La première étape du Tour de France Femmes 2026, disputée samedi à Lausanne, a été remportée au sprint par la Néerlandaise Lorena Wiebes de l’équipe SD Worx. Cette victoire lui permet d’endosser le maillot jaune dès le début de la course. La journée, marquée par une succession d’échappées et une montée finale difficile, a offert un spectacle intense entre favorites et sprinteuses de haut niveau.
Victoire au sprint au sommet de la côte Saint-François
Sur un parcours exigeant, la dernière difficulté majeure s’établissait sur la côte Saint-François, à proximité de l’arrivée. Lorena Wiebes a su profiter de ses qualités de sprinteuse pour s’imposer face à la Mauricienne Kim Le Court et à la Néerlandaise Demi Vollering, respectivement deuxième et troisième, dans un sprint très disputé.
Avec cette quatorzième victoire de la saison, Wiebes conforte sa réputation de l’une des meilleures sprinteuses de la planète et totalise désormais 132 succès en carrière, dont six étapes du Tour de France Femmes. Elle a reconnu la difficulté du finish : « C’était un sprint long, un effort terrible. Je me suis accrochée dans les pourcentages les plus forts de la côte finale à environ 1 500 mètres de l’arrivée. Puis, au dernier kilomètre, je me suis dit que les puncheuses ne pourraient plus me lâcher ».
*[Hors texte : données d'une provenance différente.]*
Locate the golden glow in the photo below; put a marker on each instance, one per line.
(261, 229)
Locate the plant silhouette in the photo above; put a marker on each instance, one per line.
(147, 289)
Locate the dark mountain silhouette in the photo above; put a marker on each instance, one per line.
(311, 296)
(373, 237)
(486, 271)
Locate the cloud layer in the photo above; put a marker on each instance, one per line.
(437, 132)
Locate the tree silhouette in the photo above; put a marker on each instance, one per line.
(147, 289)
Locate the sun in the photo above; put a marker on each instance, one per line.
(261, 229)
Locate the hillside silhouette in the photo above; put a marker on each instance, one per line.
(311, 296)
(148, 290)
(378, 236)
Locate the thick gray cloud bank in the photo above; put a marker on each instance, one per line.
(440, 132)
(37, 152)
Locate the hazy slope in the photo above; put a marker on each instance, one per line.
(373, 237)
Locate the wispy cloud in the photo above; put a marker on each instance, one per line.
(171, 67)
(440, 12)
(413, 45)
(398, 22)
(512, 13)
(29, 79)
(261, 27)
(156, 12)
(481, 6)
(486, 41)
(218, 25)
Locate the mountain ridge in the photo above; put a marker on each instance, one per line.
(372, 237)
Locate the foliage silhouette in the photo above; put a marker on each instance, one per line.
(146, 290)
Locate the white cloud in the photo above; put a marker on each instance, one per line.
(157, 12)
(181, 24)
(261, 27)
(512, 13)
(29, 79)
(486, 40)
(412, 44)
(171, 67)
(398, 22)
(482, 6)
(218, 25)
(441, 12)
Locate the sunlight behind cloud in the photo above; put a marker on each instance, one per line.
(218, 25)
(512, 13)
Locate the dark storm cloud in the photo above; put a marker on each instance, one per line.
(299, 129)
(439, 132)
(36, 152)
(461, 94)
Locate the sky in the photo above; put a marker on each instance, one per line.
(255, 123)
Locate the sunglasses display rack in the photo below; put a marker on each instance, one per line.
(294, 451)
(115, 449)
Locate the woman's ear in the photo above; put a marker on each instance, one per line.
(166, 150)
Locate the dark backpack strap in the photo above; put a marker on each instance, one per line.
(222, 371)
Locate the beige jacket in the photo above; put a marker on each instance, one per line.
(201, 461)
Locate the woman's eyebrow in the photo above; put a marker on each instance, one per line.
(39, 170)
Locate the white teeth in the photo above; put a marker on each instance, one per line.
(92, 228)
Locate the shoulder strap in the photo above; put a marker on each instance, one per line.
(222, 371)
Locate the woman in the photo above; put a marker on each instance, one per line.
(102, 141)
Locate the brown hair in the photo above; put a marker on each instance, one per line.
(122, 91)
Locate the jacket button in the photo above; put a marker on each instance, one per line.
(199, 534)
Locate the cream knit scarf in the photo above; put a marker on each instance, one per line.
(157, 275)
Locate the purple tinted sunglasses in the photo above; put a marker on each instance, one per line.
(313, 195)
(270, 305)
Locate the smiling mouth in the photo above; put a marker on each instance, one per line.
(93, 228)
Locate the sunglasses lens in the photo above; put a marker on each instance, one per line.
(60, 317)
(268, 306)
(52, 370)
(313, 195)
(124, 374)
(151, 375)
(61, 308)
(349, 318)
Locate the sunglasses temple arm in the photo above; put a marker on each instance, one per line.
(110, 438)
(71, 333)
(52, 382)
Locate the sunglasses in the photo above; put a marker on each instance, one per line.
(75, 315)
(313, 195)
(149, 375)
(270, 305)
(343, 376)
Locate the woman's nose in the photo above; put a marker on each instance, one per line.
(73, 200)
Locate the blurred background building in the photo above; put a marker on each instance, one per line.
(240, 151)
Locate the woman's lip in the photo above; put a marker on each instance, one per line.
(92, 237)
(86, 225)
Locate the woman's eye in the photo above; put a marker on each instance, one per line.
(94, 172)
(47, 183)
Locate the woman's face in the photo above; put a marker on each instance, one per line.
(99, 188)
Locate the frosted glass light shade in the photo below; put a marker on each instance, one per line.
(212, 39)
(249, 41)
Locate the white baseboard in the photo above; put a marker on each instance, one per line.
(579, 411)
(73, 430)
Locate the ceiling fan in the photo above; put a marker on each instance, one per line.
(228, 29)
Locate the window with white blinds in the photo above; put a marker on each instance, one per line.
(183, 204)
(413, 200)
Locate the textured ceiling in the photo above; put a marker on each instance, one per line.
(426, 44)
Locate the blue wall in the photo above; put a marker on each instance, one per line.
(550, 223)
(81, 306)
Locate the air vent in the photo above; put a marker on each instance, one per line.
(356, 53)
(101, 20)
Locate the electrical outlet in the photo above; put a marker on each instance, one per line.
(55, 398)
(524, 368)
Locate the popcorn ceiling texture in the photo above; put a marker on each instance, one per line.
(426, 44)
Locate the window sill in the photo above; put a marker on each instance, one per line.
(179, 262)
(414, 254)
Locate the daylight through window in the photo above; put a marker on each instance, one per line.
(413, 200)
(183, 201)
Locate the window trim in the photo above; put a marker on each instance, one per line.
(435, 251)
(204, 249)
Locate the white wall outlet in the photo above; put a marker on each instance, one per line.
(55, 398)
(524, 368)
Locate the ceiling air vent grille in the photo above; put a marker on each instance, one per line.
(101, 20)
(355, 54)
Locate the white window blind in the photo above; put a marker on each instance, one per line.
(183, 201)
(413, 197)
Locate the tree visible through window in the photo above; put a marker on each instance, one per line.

Classement général et enjeux pour la suite
Au-delà de la victoire d’étape, cette première journée a permis à Demi Vollering, grande favorite de la course et actuelle championne, de marquer quatre secondes de bonification en terminant troisième, un avantage important dans la perspective du classement final espéré à Nice dans neuf jours.
Parmi les prétendantes au podium général, plusieurs concurrentes de renom ont réalisé une entrée en matière prudente mais solide. La Française Pauline Ferrand-Prévot a franchi la ligne à la huitième place dans le même temps que la gagnante, tout comme Kasia Niewiadoma, lauréate de l’édition précédente, qui termine neuvième. De leur côté, l’Espagnole Paula Blasi et la Néerlandaise Anna van der Breggen ont concédé huit secondes sur Wiebes, marquant un léger retard à rattraper lors des prochaines étapes.
Une étape animée par une échappée de quatre coureuses
Cette première étape a été rythmée par une échappée précoce composée de Nikola Noskova (République tchèque), Idoia Eraso (Espagne), Maud Rijnbeek (Pays-Bas) et Océane Mahé (France). Ce quatuor a réussi à creuser un avantage allant jusqu’à six minutes à environ 75 kilomètres de l’arrivée, forçant le peloton à s’organiser pour contrôler l’écart.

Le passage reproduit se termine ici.